Remember this doesn’t have to be your whole lawn, it can be just a patch, a rectangle under a tree, a swathe with a path mowed through, even a patch 2ft by 4ft will grow something interesting, but it may take time.
The lazy version
This method allows you to mow if and when. It won't make the prettiest lawn, it won't have the most biodiversity, but it's a very good start. This is great for lawns with lots dandelions in them. You let them flower but before they go to seed, you mow. You should aim to leave at least a month between mowing and keep your blade high, around 10cm, because they may be lots of insects living in the grass. A higher cut minimizes how many are chopped in half.
A spring meadow.
This is ideal for those who need a short lawn for the summer holidays, for cricket, football or just lazing on. A spring meadow can happily accommodate aconites, snowdrops, dandelions, lady’s smock, cowslips, knapweed naturalized daffodils, such as our native Tenby daffodil, meadow saxifrages, field buttercups, early wild orchids, bluebells and if there’s a little shade wind anemones.
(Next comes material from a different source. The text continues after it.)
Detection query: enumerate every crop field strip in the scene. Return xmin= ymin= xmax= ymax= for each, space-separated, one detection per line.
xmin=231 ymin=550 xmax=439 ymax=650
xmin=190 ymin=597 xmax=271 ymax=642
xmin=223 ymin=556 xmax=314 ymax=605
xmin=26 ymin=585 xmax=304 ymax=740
Make your first cut around the end of June, beginning of July and then cut until late autumn. Make sure your first cut is very high, around 10cm and slowly work you way down to a neater lawn. Always collect the clippings.
A summer meadow
This is the opposite cut to the spring meadow. You mow from late September to early April (clearly you won’t have to mow in December, January or February). This method is particularly good for summer butterflies and moths.
A summer meadow will have clovers, campions, cranesbills, umbels, cornflowers, sorrel, bedstraws, wild peas and vetches, hawkbits and hawkweeds, sainfoins and scabious.
Both Alys and Steve are still hard at work writing the book and as soon as we receive the finished manuscript we'll let supporters know. Many thanks for your patience while we make this into the best possible book it can be.